What they're not telling you: I've been using Trocador for XMR swaps for a while now. It's widely recommended in privacy circles. No KYC, clean UI, aggregates rates across a bunch of partners.

Diana Reeves
The Take
Diana Reeves · Corporate Watchdog & Markets

# THE TAKE: Trocador's Privacy Theater You got played. Not maliciously—worse. Systematically. Trocador doesn't store your data. Correct. But its 19 partner exchanges absolutely do, and they're contractually obligated to respond to law enforcement requests without warrants. This is the privacy equivalent of using a burner phone that routes through AT&T's infrastructure. The real villain? OFAC compliance architecture. Trocador aggregates liquidity across platforms already compromised by US sanctions frameworks. Every swap touches at least one node designed *for* government visibility. Why does this persist in privacy circles? Because Trocador's UX is genuinely excellent and XMR liquidity elsewhere is shit. We're watching privacy advocates rationalize convenience over security—the exact compromise we mock in everyone else. The fine print exists. You just didn't read it until now.

What the Documents Show

Then I got curious and started reading the actual legal documents. Not the marketing copy, the actual Terms of Use and Privacy Policies.

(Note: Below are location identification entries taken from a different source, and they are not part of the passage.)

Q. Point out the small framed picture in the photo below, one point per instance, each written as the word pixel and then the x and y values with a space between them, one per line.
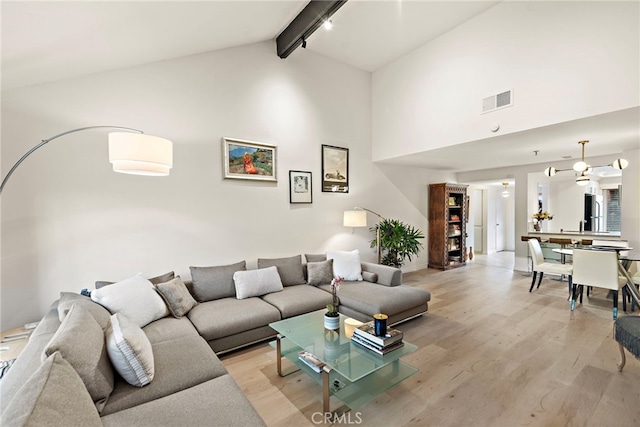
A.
pixel 249 160
pixel 335 169
pixel 300 188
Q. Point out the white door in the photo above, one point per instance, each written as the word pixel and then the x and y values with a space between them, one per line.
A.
pixel 500 225
pixel 478 224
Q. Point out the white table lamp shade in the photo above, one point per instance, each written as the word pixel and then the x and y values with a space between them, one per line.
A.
pixel 355 219
pixel 140 154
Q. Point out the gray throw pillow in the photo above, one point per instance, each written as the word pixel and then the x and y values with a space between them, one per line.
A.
pixel 315 257
pixel 67 299
pixel 53 395
pixel 155 280
pixel 320 273
pixel 289 269
pixel 211 283
pixel 177 296
pixel 80 340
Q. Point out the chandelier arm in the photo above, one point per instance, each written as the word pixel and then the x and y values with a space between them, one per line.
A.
pixel 44 141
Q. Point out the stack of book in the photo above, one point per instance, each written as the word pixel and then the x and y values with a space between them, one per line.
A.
pixel 365 336
pixel 311 361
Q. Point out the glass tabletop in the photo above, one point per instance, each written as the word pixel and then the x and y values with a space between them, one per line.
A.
pixel 333 347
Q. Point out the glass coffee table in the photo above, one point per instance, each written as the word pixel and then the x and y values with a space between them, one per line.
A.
pixel 351 373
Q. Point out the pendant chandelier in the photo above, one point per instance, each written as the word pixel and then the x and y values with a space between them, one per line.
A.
pixel 585 169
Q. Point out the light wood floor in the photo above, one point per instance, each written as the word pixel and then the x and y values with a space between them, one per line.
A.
pixel 490 354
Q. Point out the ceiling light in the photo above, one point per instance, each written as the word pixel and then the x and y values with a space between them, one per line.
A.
pixel 620 164
pixel 582 180
pixel 505 193
pixel 581 166
pixel 585 169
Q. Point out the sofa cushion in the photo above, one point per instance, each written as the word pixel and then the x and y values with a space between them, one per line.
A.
pixel 320 273
pixel 67 299
pixel 253 283
pixel 129 350
pixel 289 269
pixel 211 283
pixel 229 316
pixel 315 257
pixel 179 364
pixel 169 328
pixel 80 340
pixel 177 297
pixel 134 297
pixel 370 298
pixel 155 280
pixel 295 300
pixel 53 395
pixel 216 402
pixel 346 264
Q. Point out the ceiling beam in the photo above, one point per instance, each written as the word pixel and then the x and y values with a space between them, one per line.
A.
pixel 305 24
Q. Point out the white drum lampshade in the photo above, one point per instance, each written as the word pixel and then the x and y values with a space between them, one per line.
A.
pixel 140 154
pixel 355 219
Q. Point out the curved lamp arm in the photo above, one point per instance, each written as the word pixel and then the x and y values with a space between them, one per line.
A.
pixel 378 248
pixel 44 141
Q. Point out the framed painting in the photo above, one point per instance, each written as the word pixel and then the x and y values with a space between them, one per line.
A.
pixel 335 169
pixel 249 160
pixel 300 188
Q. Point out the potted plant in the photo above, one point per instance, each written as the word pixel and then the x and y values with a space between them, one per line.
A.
pixel 398 241
pixel 538 217
pixel 332 317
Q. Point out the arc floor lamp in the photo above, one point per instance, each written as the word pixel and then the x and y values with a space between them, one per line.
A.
pixel 130 152
pixel 358 218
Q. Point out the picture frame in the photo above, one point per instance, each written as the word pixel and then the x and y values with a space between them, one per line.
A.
pixel 249 160
pixel 335 169
pixel 300 187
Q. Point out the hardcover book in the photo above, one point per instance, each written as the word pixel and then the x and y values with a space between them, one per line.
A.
pixel 311 361
pixel 375 349
pixel 367 331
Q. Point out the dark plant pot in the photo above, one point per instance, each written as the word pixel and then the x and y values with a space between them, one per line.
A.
pixel 332 322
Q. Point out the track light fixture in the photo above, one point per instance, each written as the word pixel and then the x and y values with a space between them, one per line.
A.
pixel 585 169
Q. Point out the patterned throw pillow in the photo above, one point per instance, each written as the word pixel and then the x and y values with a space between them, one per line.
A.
pixel 130 351
pixel 177 296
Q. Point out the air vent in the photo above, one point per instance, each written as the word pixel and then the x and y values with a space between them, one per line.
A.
pixel 496 102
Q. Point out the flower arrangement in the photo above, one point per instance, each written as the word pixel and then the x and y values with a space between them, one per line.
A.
pixel 332 309
pixel 539 216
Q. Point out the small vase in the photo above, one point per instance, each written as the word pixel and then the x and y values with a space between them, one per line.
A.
pixel 331 322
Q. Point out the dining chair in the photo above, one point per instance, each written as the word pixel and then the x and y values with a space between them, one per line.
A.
pixel 598 269
pixel 540 266
pixel 563 242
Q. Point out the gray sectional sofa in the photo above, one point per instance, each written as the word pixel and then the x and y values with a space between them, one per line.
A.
pixel 55 382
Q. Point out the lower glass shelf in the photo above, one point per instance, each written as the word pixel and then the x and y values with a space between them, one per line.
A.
pixel 352 394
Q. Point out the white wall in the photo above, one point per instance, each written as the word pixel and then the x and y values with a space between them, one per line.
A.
pixel 553 56
pixel 67 220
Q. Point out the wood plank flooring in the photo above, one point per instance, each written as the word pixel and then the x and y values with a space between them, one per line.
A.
pixel 490 354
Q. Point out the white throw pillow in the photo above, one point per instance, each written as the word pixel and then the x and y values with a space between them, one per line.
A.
pixel 346 264
pixel 129 350
pixel 135 297
pixel 253 283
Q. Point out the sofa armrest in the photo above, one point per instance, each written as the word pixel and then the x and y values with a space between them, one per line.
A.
pixel 387 276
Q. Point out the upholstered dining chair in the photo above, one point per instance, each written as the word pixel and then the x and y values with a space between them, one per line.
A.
pixel 540 266
pixel 598 269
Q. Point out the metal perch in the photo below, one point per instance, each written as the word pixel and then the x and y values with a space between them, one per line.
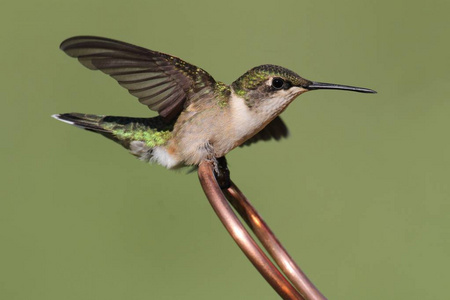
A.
pixel 293 284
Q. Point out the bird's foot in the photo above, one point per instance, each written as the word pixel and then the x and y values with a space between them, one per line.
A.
pixel 222 173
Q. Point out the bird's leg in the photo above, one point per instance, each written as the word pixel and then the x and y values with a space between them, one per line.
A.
pixel 222 173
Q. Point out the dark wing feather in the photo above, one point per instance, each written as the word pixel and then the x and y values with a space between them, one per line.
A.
pixel 274 130
pixel 162 82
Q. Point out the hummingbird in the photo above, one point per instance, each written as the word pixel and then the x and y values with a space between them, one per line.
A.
pixel 199 118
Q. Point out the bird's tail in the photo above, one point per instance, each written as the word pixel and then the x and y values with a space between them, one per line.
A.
pixel 123 130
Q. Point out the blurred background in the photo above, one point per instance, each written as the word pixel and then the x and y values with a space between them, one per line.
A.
pixel 359 193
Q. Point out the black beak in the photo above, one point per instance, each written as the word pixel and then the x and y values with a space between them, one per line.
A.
pixel 331 86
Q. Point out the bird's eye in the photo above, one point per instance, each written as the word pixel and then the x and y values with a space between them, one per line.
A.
pixel 277 83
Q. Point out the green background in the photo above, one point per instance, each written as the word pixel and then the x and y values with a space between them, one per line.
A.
pixel 359 193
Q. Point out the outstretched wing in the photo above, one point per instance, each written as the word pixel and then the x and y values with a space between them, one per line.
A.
pixel 162 82
pixel 274 130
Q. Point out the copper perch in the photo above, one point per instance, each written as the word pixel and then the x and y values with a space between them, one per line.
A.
pixel 293 284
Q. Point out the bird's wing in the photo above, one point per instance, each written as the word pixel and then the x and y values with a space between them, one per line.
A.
pixel 162 82
pixel 274 130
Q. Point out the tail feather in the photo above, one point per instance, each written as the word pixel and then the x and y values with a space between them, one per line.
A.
pixel 122 130
pixel 84 121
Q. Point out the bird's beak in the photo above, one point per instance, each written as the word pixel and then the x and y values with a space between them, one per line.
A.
pixel 331 86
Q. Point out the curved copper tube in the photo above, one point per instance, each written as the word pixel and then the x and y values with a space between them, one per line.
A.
pixel 231 222
pixel 271 243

🔎 Mainstream angle: The corporate press either ignored this story entirely or buried it in a 3-sentence brief. The framing, when it appeared at all, focused on process rather than impact.

Primary Sources

What are they not saying? Who benefits from this story staying buried? Follow the regulatory filings, the court dockets, and the FOIA releases. The truth is in the paperwork — it always is.

Disclosure: NewsAnarchist aggregates from public records, API feeds (Federal Register, CourtListener, MuckRock, Hacker News), and independent media. AI-assisted synthesis. Always verify primary sources linked above.